Bagnaia in secondo piano
Pecco Bagnaia sembrerebbe più vicino ad un cambio di squadra che a rimanere in rosso. Lo fanno pensare le dichiarazioni del management Ducati durante la presentazione del team a Madonna di Campiglio. Dal presidente dell'azienda Claudio Domenicali al team manager Davide Tardozzi, tutti hanno sottolineato che continuare con
Marc Marquez era la priorità assoluta. Sul rinnovo del due volte campione MotoGP serve tempo, si dovrà constatare la sua prestazione dopo alcuni Gran Premi. Ma il mercato piloti mette fretta e per il piemontese è inevitabile avere una "exit strategy" a portata di mano.
Dichiarazioni ambigue...
"Prolungare il contratto di Marc è una priorità per noi, proprio come lo è stata per Pecco quando è diventato campione del mondo. È un contratto complesso e ci sono molte cose da considerare. Ma siamo contenti di lui e lui è contento di noi, quindi troveremo una soluzione insieme", ha detto Domenicali sul rinnovo del campione in carica Marc Marquez.
Il team manager Davide Tardozzi ha ammesso: "Non appena sapremo se Marc deciderà di continuare o meno, penseremo al secondo pilota. Una cosa è chiara: se Marc deciderà di andarsene, la nostra priorità sarà quella di prolungare il contratto di Pecco". Invece, tutto porta a pensare che il pluricampione spagnolo di MotoGP proseguirà con Ducati, almeno fino al 2028. A febbraio potrebbe arrivare già l'annuncio ufficiale, prima dell'inizio del Motomondiale.
L'aspetto finanziario
La chiara posizione ufficiale di Ducati di dare priorità a Marc Marquez ha ulteriori conseguenze dal punto di vista finanziario. Quando Marquez è entrato a far parte del team ufficiale nel 2025, l'ha fatto da una posizione significativamente più debole rispetto a quella attuale. Questo significava accettare le condizioni e le cifre offerte praticamente quasi senza negoziare. La situazione è completamente diversa ora, dopo aver dominato la scorsa stagione MotoGP.

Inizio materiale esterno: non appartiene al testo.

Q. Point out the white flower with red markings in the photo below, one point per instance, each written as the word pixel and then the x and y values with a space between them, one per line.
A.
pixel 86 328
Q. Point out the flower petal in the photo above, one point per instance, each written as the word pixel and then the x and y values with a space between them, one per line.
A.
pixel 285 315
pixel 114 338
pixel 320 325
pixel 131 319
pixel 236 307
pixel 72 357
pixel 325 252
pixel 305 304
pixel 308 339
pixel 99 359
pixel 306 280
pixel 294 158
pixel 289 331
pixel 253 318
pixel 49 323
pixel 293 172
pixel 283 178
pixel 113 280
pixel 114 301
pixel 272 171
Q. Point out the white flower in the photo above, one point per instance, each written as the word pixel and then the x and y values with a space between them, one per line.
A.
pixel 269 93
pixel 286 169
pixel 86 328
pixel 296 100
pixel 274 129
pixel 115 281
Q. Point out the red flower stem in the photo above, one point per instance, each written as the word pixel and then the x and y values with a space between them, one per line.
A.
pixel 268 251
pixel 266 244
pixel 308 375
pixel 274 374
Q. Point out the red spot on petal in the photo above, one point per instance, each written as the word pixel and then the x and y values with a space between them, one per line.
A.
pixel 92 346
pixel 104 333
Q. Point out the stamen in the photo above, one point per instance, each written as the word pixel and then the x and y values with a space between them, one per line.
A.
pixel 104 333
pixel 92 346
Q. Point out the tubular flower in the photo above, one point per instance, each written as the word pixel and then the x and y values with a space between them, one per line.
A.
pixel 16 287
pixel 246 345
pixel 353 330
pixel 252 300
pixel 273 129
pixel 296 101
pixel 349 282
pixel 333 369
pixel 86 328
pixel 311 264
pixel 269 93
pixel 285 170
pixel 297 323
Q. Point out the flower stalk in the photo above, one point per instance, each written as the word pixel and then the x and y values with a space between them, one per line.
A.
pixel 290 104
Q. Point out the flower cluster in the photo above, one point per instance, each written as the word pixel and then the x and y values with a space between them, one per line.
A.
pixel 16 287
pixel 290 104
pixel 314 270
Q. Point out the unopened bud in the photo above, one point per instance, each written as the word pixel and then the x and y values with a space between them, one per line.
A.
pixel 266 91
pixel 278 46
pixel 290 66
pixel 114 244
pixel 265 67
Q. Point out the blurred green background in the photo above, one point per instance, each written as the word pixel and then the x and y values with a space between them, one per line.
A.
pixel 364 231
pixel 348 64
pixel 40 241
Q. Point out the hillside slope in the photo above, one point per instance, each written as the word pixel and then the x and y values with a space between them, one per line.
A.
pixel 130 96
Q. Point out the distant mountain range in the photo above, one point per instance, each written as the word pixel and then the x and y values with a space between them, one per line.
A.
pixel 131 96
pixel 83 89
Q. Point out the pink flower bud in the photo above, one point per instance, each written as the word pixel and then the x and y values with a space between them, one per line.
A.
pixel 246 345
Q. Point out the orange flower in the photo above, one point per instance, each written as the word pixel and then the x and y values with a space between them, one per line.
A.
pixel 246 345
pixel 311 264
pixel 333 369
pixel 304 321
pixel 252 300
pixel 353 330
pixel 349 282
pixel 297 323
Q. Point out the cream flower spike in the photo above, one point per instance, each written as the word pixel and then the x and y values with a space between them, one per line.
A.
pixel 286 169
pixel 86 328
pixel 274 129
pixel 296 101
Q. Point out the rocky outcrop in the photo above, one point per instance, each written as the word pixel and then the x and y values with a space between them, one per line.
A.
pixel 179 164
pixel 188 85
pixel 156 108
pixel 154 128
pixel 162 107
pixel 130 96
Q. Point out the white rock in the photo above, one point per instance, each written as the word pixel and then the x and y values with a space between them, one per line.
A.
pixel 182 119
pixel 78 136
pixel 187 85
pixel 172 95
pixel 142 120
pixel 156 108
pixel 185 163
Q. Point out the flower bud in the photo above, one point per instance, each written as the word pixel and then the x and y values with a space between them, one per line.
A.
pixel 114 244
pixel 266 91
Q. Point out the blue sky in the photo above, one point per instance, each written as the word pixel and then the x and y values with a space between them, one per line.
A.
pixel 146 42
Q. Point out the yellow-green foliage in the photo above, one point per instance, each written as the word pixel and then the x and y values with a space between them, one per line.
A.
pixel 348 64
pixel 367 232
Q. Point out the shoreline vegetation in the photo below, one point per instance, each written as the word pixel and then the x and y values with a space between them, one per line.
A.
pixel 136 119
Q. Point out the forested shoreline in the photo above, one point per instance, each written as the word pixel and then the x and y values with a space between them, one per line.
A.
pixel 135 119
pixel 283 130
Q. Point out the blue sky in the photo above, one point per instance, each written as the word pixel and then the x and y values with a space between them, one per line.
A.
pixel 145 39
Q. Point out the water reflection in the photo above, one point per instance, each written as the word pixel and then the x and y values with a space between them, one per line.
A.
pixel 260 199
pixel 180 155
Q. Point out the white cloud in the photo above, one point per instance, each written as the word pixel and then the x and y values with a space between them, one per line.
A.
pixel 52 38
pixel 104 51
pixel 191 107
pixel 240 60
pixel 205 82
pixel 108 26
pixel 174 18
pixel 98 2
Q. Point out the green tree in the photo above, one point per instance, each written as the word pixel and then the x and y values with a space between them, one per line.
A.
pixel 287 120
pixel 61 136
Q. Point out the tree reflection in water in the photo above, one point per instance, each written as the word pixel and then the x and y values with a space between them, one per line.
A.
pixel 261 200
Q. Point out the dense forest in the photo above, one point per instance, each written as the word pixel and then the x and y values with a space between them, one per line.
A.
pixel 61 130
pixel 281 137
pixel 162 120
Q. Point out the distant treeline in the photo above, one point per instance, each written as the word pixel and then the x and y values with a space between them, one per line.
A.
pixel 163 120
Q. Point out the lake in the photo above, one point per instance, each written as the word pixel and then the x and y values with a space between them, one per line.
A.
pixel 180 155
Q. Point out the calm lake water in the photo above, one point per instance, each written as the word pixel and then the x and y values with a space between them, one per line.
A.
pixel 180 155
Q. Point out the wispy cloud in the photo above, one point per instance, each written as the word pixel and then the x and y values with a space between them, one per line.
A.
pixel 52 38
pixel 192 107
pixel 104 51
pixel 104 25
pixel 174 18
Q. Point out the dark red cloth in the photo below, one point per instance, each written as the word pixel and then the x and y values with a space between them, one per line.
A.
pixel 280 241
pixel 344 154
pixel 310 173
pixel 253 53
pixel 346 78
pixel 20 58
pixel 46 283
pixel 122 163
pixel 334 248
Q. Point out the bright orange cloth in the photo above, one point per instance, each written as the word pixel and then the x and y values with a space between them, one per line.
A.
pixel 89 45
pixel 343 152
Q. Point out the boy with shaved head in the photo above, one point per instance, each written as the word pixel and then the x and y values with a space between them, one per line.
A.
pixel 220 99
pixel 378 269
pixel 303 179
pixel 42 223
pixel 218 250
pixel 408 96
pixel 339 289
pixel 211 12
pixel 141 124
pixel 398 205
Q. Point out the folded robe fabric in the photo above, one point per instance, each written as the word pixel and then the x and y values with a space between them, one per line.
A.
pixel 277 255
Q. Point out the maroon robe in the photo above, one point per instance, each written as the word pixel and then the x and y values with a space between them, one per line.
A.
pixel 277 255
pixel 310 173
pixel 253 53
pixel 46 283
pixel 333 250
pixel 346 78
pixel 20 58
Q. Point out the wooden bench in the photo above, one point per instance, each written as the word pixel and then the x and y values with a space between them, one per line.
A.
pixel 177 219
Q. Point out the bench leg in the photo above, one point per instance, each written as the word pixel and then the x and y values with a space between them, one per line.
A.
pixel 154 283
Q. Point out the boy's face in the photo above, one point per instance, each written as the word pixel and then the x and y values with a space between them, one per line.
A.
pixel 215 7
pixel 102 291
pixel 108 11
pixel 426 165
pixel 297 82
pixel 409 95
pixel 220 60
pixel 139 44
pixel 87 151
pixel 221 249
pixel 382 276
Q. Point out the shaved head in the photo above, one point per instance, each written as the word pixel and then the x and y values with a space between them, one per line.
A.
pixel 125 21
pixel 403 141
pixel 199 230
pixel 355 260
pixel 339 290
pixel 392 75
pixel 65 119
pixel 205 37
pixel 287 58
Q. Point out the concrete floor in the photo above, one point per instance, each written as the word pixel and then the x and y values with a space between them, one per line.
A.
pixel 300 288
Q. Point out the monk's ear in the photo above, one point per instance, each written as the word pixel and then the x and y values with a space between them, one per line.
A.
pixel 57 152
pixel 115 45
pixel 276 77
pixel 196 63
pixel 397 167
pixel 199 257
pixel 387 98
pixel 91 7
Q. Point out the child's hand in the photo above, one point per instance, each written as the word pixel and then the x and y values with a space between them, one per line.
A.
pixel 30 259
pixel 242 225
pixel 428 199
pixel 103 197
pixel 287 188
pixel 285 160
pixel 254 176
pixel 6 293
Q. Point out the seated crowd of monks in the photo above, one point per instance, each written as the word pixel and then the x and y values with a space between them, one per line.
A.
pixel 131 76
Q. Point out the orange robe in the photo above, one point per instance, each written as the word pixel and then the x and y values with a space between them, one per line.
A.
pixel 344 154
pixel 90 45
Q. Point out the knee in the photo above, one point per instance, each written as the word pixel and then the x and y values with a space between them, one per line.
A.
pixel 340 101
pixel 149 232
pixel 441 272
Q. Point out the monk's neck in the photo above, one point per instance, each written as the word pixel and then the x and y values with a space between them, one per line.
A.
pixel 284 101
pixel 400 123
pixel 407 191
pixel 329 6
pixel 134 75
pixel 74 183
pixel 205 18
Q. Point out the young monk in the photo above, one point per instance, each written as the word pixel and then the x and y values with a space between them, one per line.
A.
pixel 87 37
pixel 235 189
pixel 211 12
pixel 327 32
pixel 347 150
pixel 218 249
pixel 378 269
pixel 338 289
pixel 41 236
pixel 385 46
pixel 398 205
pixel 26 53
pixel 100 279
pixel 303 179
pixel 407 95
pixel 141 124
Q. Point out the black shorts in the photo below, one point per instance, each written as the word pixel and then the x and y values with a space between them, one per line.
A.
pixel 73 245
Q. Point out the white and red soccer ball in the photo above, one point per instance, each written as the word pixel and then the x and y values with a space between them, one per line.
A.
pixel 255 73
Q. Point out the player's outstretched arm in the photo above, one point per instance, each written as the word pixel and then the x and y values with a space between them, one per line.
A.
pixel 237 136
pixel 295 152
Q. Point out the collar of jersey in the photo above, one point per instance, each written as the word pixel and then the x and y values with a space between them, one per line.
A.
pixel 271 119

Al tavolo delle trattative il nove volte campione ha alzato le richieste (e la cifra). E parliamo di una Casa che non ha lo stesso potere finanziario di Honda o Yamaha. Di conseguenza, il prossimo compagno di squadra dovrà accettare una somma ragionevole. In altre parole, accontentarsi di un'offerta molto più modesta. Bagnaia accetterà un assegno drasticamente ridotto?
L'incognita Pedro Acosta
Sembra notizia ormai certa l'arrivo di Pedro Acosta in Ducati. Non è ancora dato sapere se approderà direttamente nel team factory o dovrà passare prima per un team satellite (VR46), come fatto da Marc Marquez con Gresini. Gigi Dall'Igna ha espresso chiaramente il desiderio di vedere Acosta su una Desmosedici, potrebbe essere un ottimo investimento anche in vista del dopo Marquez. Massimo Rivola, ad Aprilia, dà per scontato il passaggio dello spagnolo in Ducati. In più c'è il pieno appoggio del pilota che da tempo scalpita per passare in rosso. E accetterebbe qualsiasi condizione per salire sulla Desmosedici.
La calma apparente di Pecco
Intanto
Pecco Bagnaia deve fare buon viso a cattivo gioco. Nel corso della passata stagione MotoGP ha ripetutamente puntato il dito sugli ingegneri della Rossa, lamentando problemi sull'avantreno e non solo. "
Sono tranquillo riguardo al rinnovo del mio contratto. Voglio solo iniziare bene la stagione e concentrarmi su questo. Ci sono molti piloti i cui contratti sono in scadenza, e sarà importante mantenere l'attenzione sul campionato", ha detto Bagnaia. Tuttavia nessuno crede che basteranno le prime bare per riacquisire la fiducia del team. Entro l'inizio del Mondiale, tutte le squadre ufficiali vorranno definire le proprie formazioni per il biennio 2027-2028. Ducati compresa.